The essence of a good trade lies in being able to detect these trends as soon as possible and to join them. Do not forget that a trend will always be more likely to continue in the same direction than to turn and change.
Surely you have heard a thousand times that advice of “always trades in favor of the main trend.” Although this theory may be evident, it must always be very present, because it is a common mistake to “want to turn the market” when one begins to trade.
The reason for that will to turn the market is clear: as we have to “rise” to the trend the sooner the better, is there a more optimum moment than to detect the exact point at which it will start? But getting to master that art is not simple because it is customary that after a sustained trend, especially if it has been prolonged over time, the market will maintain a period on the side before returning to a certain direction.
In addition to the indicators we have already seen in previous articles, such as the classic moving averages, to clearly identify trends in the graphs we use what are called trend lines. The trend lines are just a visual guide that we draw to see that the market is in a bullish or bearish trend.
In bull markets, the trend line is drawn by joining the rising price minima, while in bear markets the decreasing maxima are joining. Like any line, the trend line must have at least two points (that is, two consecutive minima or maxima), and it is even recommended that the trend line be confirmed by a third point to be considered valid. Of course, the more time that has passed, and the more or less maximum or maximum in the line, the better trend line.

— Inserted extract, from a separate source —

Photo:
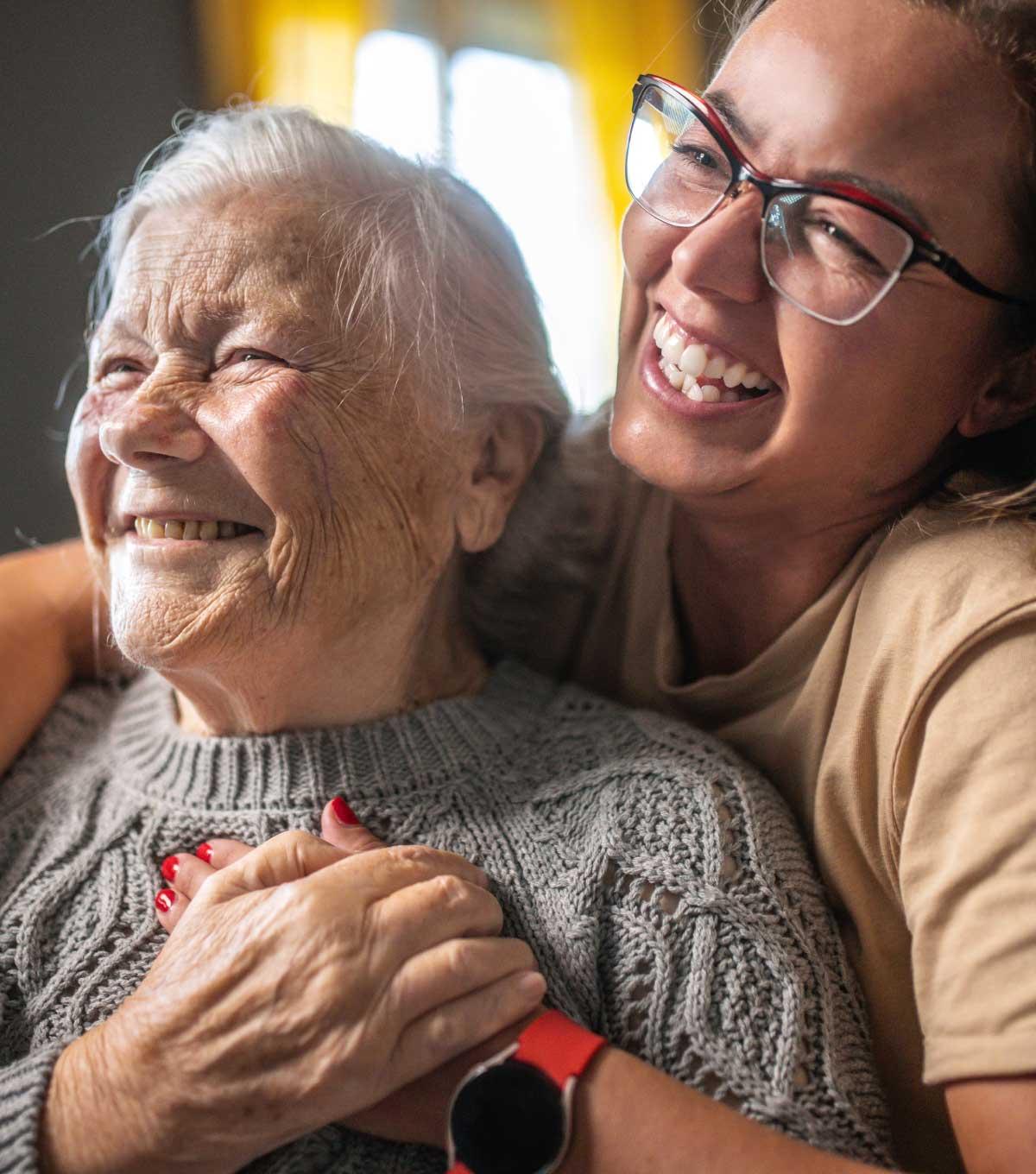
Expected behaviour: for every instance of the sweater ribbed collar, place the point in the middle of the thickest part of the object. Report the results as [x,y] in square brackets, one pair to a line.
[302,769]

How do we then use the trend lines? Well it is very obvious that its use will be very similar to that of the supports or resistances, they mark areas where the price will tend to be maintained in its current main direction, being able to establish good opportunities to enter the market.
Similarly, a break in a trend line may be an unmistakable sign that the current trend is losing strength and there could be a lateralization or a turn of the trend at any time.